LONDON Scientists have found evidence suggesting the human form of mad cow disease might be hitting a wider proportion of people than seen so far, but it is possible that some may develop a milder version of the illness.

So far, autopsy tests have found mad cow, a fatal brain-wasting disease, only in people who have a certain genetic profile. However, in research outlined this week in The Lancet medical journal, scientists report finding the infection in a person with a more commonplace genetic signature and, for the first time, no symptoms of the illness.

That means that more people than previously believed could be incubating variant Creutzfeldt-Jakob disease, or vCJD, but it is unclear how dangerous such cases might be.

"Until now we had no evidence that this major subgroup was actually susceptible to vCJD infection, but this case shows that obviously they are," said James Ironside, director of Britain's national Creutzfeldt-Jakob disease surveillance unit, which conducted the study. "It's possible that the incubation period for the disease in this group will be longer than for the group we've seen clinically so far." The finding means that forecasts of how many people are likely to come down with the disease need to be radically revised, Ironside said. Even recent predictions have ranged widely, from 10 more cases to more than 10,000 cases, but those estimates have assumed that the disease strikes only those with the less common genetic profile and that the incubation period lasts up to 30 years.

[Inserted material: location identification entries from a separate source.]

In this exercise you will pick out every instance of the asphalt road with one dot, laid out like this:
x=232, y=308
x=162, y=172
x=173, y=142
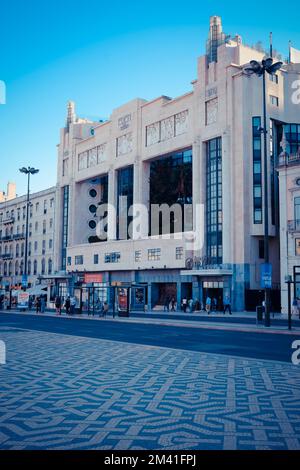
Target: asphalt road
x=246, y=344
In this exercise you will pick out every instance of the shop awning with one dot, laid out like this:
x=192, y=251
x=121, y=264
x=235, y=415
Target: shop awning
x=37, y=290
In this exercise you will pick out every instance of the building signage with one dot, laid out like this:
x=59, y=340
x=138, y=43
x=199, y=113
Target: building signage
x=23, y=299
x=90, y=278
x=266, y=276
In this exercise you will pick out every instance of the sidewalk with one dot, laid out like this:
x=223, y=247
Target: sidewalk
x=241, y=321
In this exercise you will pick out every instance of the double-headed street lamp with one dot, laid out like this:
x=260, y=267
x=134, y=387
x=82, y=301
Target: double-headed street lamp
x=260, y=70
x=27, y=171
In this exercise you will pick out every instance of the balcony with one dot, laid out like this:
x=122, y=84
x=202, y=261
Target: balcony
x=293, y=225
x=6, y=256
x=6, y=238
x=8, y=220
x=18, y=236
x=286, y=159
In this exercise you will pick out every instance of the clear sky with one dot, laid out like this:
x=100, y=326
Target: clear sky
x=102, y=54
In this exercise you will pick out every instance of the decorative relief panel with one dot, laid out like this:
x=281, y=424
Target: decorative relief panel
x=153, y=133
x=124, y=144
x=211, y=111
x=92, y=157
x=167, y=128
x=124, y=122
x=181, y=122
x=102, y=153
x=82, y=161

"We have to be very cautious about this, and I think we have to go back and redo all the calculations based on this case," Ironside said.

The disease is believed to come from eating beef products from cows struck with mad cow disease.

Mad cow disease, also known as bovine spongiform encephalopathy, eats holes in the brains of cattle. It arose in Britain in 1986 and spread through Europe and Asia, prompting massive destruction of herds and devastating the European beef industry. Cases have also been detected in the United States and Canada.

The illness occurs when normal proteins found in the brain, known as prions, change shape and prompt adjacent healthy prions to do the same. When enough prions have done so, they deposit a plaque on the brain and surround the mark with spongy holes, killing the victim. So far 147 people in Britain, and 10 elsewhere, are known to have contracted the disease since it was first identified in humans in Britain in the mid-1990s. Five are alive. All of the people who have died so far have a genetic signature seen in about 35 percent of Caucasians.

The latest discovery was made during an autopsy of an elderly person who had died of an unrelated cause but had received a blood transfusion five years ago from a donor who later developed and died of the human form of mad cow disease. The genetic profile in this case was one that occurs in half of all Caucasians. It is less common among other ethnicities.

It is the second case linked to a blood transfusion, bolstering suspicions that the infection can be passed through blood.